Dr Rousseau: One of the key hurdles we’re addressing is whether we’ll need a biomarker to select patients. CD24 is expressed across many tumor types at varying levels, so we’re exploring if there’s a correlation between CD24 expression and treatment response. In our phase one trial, we’re enrolling patients with a range of tumor types—those who’ve exhausted other therapies—and we’ll assess CD24 expression on their tumors.
This will allow us to retrospectively evaluate whether there’s a link between expression levels and clinical or biological responses. It’s possible that CD24 expression won’t be a decisive variable, and we could treat all-comers. But it’s also possible, as seen with other checkpoints, that there’s a threshold of expression necessary for efficacy. Determining this will be central to our phase one and two programs.

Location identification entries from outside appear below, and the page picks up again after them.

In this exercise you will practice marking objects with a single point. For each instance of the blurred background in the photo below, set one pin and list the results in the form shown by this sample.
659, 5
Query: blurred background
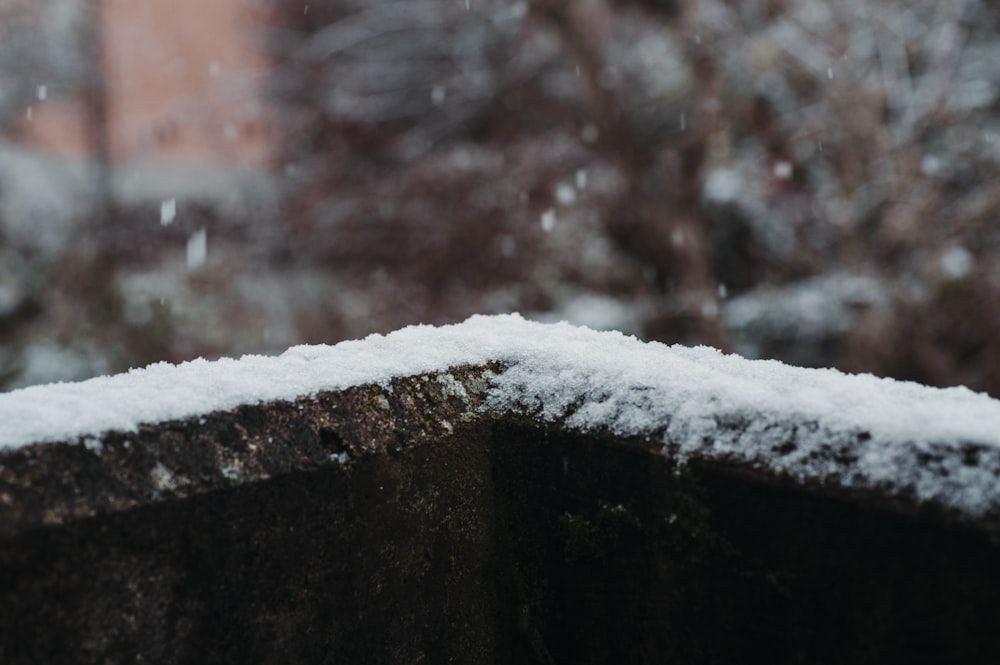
804, 180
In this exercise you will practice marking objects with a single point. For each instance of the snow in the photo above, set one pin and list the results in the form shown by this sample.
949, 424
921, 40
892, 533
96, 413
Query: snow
690, 401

How do you envision the future of macrophage checkpoint therapies in precision immuno-oncology, particularly for indications with high unmet medical needs?
Dr Rousseau: In our phase one study, we are focusing on patients with advanced, relapsed, or refractory disease to evaluate responses both as monotherapy and in combination with other treatments. If we observe positive responses, we plan to expand patient cohorts within those specific advanced tumor types.
Additionally, we’re considering patients with high-risk localized disease who, despite tumor resection, remain at significant relapse risk—such as women with triple-negative breast cancer showing high-risk features post-surgery, like circulating tumor DNA. For these cases, we might administer PHST001 in the adjuvant setting to prevent recurrence. Ultimately, our phase one and two trials will determine if PHST001 should be applied in advanced disease settings or as a preventive measure in high-risk patients post-resection.